Re: [PATCH] Documentation: kvm: clarify SRCU locking order

Sean Christopherson <seanjc@xxxxxxxxxx> · Thu, 5 Jan 2023 22:38:33 +0000

On Tue, Jan 03, 2023, Sean Christopherson wrote:
> On Wed, Dec 28, 2022, Paolo Bonzini wrote:
> > Currently only the locking order of SRCU vs kvm->slots_arch_lock
> > and kvm->slots_lock is documented.  Extend this to kvm->lock
> > since Xen emulation got it terribly wrong.
> > 
> > Signed-off-by: Paolo Bonzini <pbonzini@xxxxxxxxxx>
> > ---
> >  Documentation/virt/kvm/locking.rst | 19 ++++++++++++++-----
> >  1 file changed, 14 insertions(+), 5 deletions(-)
> > 
> > diff --git a/Documentation/virt/kvm/locking.rst b/Documentation/virt/kvm/locking.rst
> > index 845a561629f1..a3ca76f9be75 100644
> > --- a/Documentation/virt/kvm/locking.rst
> > +++ b/Documentation/virt/kvm/locking.rst
> > @@ -16,17 +16,26 @@ The acquisition orders for mutexes are as follows:
> >  - kvm->slots_lock is taken outside kvm->irq_lock, though acquiring
> >    them together is quite rare.
> >  
> > -- Unlike kvm->slots_lock, kvm->slots_arch_lock is released before
> > -  synchronize_srcu(&kvm->srcu).  Therefore kvm->slots_arch_lock
> > -  can be taken inside a kvm->srcu read-side critical section,
> > -  while kvm->slots_lock cannot.
> > -
> >  - kvm->mn_active_invalidate_count ensures that pairs of
> >    invalidate_range_start() and invalidate_range_end() callbacks
> >    use the same memslots array.  kvm->slots_lock and kvm->slots_arch_lock
> >    are taken on the waiting side in install_new_memslots, so MMU notifiers
> >    must not take either kvm->slots_lock or kvm->slots_arch_lock.
> >  
> > +For SRCU:
> > +
> > +- ``synchronize_srcu(&kvm->srcu)`` is called _inside_
> > +  the kvm->slots_lock critical section, therefore kvm->slots_lock
> > +  cannot be taken inside a kvm->srcu read-side critical section.
> > +  Instead, kvm->slots_arch_lock is released before the call
> > +  to ``synchronize_srcu()`` and _can_ be taken inside a
> > +  kvm->srcu read-side critical section.
> > +
> > +- kvm->lock is taken inside kvm->srcu, therefore
> 
> Prior to the recent Xen change, is this actually true?

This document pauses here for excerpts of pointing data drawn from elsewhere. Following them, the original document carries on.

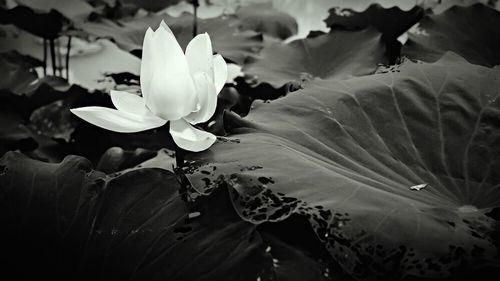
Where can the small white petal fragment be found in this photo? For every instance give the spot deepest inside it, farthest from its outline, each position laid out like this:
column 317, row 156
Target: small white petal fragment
column 164, row 25
column 207, row 97
column 220, row 72
column 199, row 55
column 128, row 103
column 233, row 72
column 117, row 121
column 189, row 138
column 171, row 91
column 418, row 186
column 146, row 63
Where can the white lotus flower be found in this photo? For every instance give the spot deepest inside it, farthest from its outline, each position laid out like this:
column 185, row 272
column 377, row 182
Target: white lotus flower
column 176, row 87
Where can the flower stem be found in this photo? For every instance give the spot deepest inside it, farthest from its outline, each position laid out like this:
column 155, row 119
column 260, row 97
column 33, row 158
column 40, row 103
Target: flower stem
column 68, row 48
column 44, row 57
column 195, row 17
column 53, row 55
column 179, row 157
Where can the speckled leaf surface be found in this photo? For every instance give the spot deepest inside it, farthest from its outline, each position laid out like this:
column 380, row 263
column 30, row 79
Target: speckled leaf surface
column 347, row 154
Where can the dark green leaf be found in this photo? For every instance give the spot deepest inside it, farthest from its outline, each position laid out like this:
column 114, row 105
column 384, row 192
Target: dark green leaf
column 471, row 32
column 79, row 224
column 339, row 54
column 346, row 154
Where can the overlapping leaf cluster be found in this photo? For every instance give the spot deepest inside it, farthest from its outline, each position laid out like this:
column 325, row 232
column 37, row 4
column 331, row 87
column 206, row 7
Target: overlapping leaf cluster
column 369, row 152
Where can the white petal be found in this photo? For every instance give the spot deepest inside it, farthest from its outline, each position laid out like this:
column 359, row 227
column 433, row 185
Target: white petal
column 199, row 55
column 171, row 91
column 164, row 25
column 207, row 97
column 220, row 72
column 117, row 121
column 146, row 62
column 189, row 138
column 128, row 103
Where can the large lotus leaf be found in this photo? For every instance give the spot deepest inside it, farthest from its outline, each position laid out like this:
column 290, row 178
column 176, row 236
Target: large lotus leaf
column 338, row 54
column 68, row 222
column 471, row 32
column 395, row 170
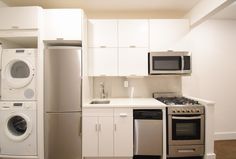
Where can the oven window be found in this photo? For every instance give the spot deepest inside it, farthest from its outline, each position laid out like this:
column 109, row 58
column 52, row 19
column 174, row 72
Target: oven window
column 166, row 63
column 186, row 129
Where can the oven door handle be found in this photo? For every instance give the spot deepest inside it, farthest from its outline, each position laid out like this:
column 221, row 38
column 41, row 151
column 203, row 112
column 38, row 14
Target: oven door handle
column 186, row 118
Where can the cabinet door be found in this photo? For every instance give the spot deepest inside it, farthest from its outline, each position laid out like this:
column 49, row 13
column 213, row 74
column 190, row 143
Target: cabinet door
column 90, row 136
column 103, row 61
column 63, row 24
column 133, row 61
column 166, row 33
column 102, row 33
column 105, row 136
column 133, row 33
column 123, row 136
column 19, row 17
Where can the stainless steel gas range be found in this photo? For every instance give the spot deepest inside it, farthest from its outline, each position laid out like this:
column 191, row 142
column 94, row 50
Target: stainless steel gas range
column 185, row 126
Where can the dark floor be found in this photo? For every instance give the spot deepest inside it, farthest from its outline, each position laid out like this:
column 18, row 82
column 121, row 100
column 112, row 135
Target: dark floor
column 225, row 149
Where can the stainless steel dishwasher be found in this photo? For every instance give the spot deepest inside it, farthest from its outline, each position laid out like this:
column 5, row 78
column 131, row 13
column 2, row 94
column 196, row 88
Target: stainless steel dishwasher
column 148, row 133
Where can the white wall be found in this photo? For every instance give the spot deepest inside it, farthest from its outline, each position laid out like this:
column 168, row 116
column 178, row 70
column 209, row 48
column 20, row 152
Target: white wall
column 2, row 4
column 213, row 45
column 143, row 86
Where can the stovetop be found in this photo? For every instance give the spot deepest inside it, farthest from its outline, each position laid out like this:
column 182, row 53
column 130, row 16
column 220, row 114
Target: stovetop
column 177, row 101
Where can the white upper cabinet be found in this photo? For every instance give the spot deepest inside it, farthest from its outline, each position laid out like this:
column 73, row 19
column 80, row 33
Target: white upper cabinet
column 64, row 24
column 133, row 62
column 103, row 61
column 133, row 33
column 102, row 33
column 19, row 18
column 166, row 34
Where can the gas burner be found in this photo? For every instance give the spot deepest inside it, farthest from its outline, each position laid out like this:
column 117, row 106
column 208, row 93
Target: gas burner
column 177, row 101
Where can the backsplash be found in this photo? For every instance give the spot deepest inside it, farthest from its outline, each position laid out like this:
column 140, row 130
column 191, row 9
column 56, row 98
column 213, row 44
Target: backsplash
column 143, row 87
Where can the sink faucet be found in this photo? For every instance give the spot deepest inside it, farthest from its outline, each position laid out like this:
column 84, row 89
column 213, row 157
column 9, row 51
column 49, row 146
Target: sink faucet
column 102, row 91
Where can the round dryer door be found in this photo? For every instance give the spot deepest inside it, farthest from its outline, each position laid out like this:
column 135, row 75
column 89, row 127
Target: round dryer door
column 18, row 127
column 19, row 73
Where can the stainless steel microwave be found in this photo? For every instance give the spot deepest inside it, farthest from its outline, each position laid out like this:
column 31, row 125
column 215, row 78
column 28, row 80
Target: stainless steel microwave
column 169, row 62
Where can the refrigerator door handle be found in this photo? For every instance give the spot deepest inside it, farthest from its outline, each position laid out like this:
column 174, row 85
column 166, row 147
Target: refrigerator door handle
column 80, row 126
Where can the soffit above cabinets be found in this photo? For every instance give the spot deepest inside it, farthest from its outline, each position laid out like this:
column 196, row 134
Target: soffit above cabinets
column 111, row 5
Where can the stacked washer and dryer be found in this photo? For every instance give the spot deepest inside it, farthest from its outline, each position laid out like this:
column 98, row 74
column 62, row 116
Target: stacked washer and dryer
column 18, row 111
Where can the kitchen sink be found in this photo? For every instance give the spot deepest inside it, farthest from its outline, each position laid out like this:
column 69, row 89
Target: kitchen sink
column 100, row 102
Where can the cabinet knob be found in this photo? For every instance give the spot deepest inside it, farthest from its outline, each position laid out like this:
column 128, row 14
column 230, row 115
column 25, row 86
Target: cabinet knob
column 123, row 114
column 15, row 27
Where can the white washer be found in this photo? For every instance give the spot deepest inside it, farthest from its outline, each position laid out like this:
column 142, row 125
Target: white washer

I was thinking of a different change, but v5.19 is still kinda recent, so I'll
count it.  Better to be lucky than good :-)

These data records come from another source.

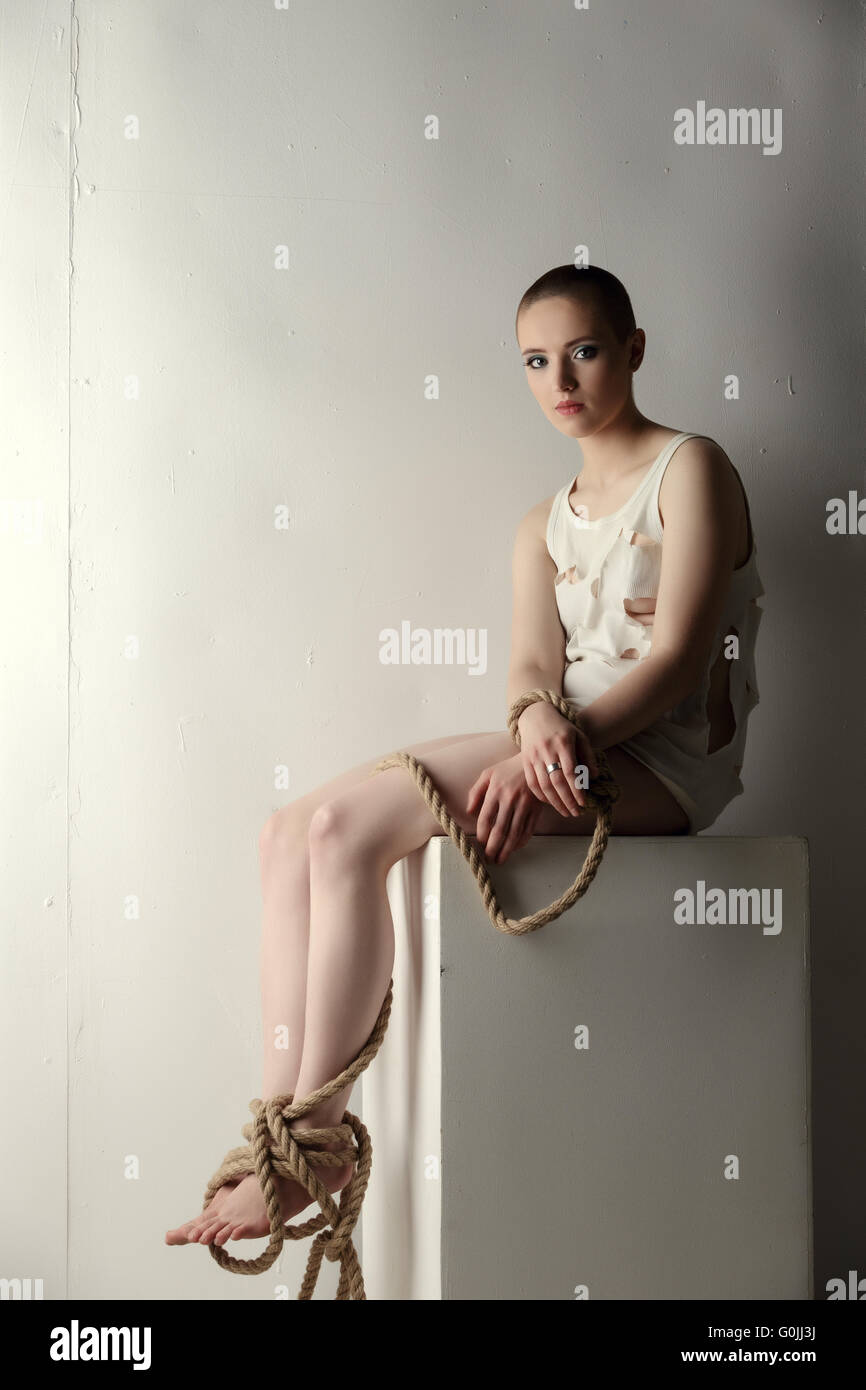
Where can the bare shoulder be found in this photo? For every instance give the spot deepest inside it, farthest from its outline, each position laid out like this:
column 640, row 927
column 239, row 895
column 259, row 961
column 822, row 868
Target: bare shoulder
column 534, row 524
column 699, row 463
column 701, row 476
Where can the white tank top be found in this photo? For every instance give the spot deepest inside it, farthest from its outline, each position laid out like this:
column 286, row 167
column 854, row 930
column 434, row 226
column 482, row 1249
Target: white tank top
column 605, row 563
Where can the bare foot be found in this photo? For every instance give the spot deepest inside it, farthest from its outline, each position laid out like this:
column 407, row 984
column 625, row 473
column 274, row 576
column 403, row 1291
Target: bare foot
column 238, row 1211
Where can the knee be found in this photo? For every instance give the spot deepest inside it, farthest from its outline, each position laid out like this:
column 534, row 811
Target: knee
column 337, row 834
column 284, row 833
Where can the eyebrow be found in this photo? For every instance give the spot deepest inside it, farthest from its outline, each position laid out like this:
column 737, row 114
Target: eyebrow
column 573, row 344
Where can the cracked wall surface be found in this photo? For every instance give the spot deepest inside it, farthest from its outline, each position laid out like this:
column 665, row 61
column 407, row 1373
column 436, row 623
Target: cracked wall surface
column 231, row 263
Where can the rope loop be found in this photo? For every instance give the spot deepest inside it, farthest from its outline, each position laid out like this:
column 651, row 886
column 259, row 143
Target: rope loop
column 274, row 1150
column 601, row 797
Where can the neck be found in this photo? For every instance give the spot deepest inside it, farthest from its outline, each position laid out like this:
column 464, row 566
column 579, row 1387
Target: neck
column 610, row 453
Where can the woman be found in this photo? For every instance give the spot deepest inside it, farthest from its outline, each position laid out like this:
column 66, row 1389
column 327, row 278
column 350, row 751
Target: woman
column 652, row 642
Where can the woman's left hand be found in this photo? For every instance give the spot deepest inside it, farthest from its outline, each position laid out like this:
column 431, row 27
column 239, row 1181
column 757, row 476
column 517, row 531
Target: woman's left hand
column 509, row 811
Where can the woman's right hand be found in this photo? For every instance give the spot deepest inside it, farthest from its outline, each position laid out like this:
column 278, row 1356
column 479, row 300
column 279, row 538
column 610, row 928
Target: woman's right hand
column 548, row 737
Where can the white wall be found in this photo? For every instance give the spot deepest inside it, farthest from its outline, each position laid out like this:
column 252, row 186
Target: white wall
column 166, row 388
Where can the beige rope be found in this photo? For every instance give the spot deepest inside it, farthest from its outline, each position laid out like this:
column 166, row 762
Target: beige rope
column 275, row 1150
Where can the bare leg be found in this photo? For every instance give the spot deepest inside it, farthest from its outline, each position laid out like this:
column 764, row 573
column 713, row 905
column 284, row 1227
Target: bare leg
column 285, row 890
column 356, row 838
column 353, row 838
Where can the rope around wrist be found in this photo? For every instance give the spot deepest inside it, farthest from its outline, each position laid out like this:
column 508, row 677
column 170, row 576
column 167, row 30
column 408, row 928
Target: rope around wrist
column 601, row 797
column 275, row 1150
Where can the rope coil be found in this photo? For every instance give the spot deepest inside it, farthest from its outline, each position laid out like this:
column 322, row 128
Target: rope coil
column 274, row 1150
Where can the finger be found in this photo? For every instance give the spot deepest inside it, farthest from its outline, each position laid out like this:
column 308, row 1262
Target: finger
column 587, row 755
column 515, row 833
column 498, row 833
column 533, row 783
column 478, row 786
column 485, row 822
column 570, row 766
column 551, row 787
column 563, row 780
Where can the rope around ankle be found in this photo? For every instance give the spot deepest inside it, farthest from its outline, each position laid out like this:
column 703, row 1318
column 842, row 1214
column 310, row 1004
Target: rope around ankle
column 275, row 1150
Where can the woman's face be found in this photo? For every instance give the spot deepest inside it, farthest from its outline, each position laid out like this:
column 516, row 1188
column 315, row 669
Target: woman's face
column 570, row 353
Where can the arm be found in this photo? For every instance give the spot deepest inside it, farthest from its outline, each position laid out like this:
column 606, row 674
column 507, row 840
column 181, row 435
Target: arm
column 538, row 640
column 702, row 509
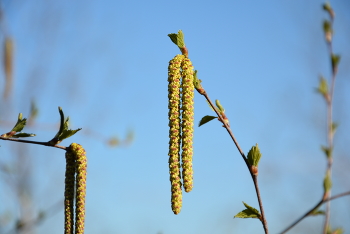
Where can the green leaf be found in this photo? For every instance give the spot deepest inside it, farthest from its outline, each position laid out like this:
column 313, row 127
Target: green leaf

Commit 2fd6df2f2b47 ("KVM: x86/xen: intercept EVTCHNOP_send from guests") introduced
the only case I can find where kvm->srcu is taken inside kvm->lock.

> There are many instances where kvm->srcu is taken inside kvm->lock, but I
> can't find any existing cases where the reverse is true.  Logically, it makes
> sense to take kvm->lock first since kvm->srcu can be taken deep in helpers,
> e.g. for accessing guest memory.  It's also more consistent to take kvm->lock
> first since kvm->srcu is taken inside vcpu->mutex, and vcpu->mutex is taken
> inside kvm->lock.
> 
> Disallowing synchronize_srcu(kvm->srcu) inside kvm->lock isn't probelmatic per se,
> but it's going to result in a weird set of rules because synchronize_scru() can,
> and is, called while holding a variety of other locks.
> 
> In other words, IMO taking kvm->srcu outside of kvm->lock in the Xen code is the
> real bug.

I'm doubing down on this.  Taking kvm->srcu outside of kvm->lock is all kinds of
sketchy, and likely indicates a larger problem.  The aformentioned commit that
introduced the problematic kvm->srcu vs. kvm->lock also blatantly violates ordering
between kvm->lock and vcpu->mutex.  Details in the link[*].

The vast majority of flows that take kvm->srcu will already hold a lock of some
kind, otherwise the task can't safely deference any VM/vCPU/device data and thus
has no reason to acquire kvm->srcu.  E.g. taking kvm->srcu to read guest memory
is nonsensical without a stable guest physical address to work with.

There are exceptions, e.g. evtchn_set_fn() and maybe some ioctls(), but in most
cases, taking kvm->lock inside kvm->srcu is just asking for problems.

[*] https://lore.kernel.org/all/Y7dN0Negds7XUbvI@xxxxxxxxxx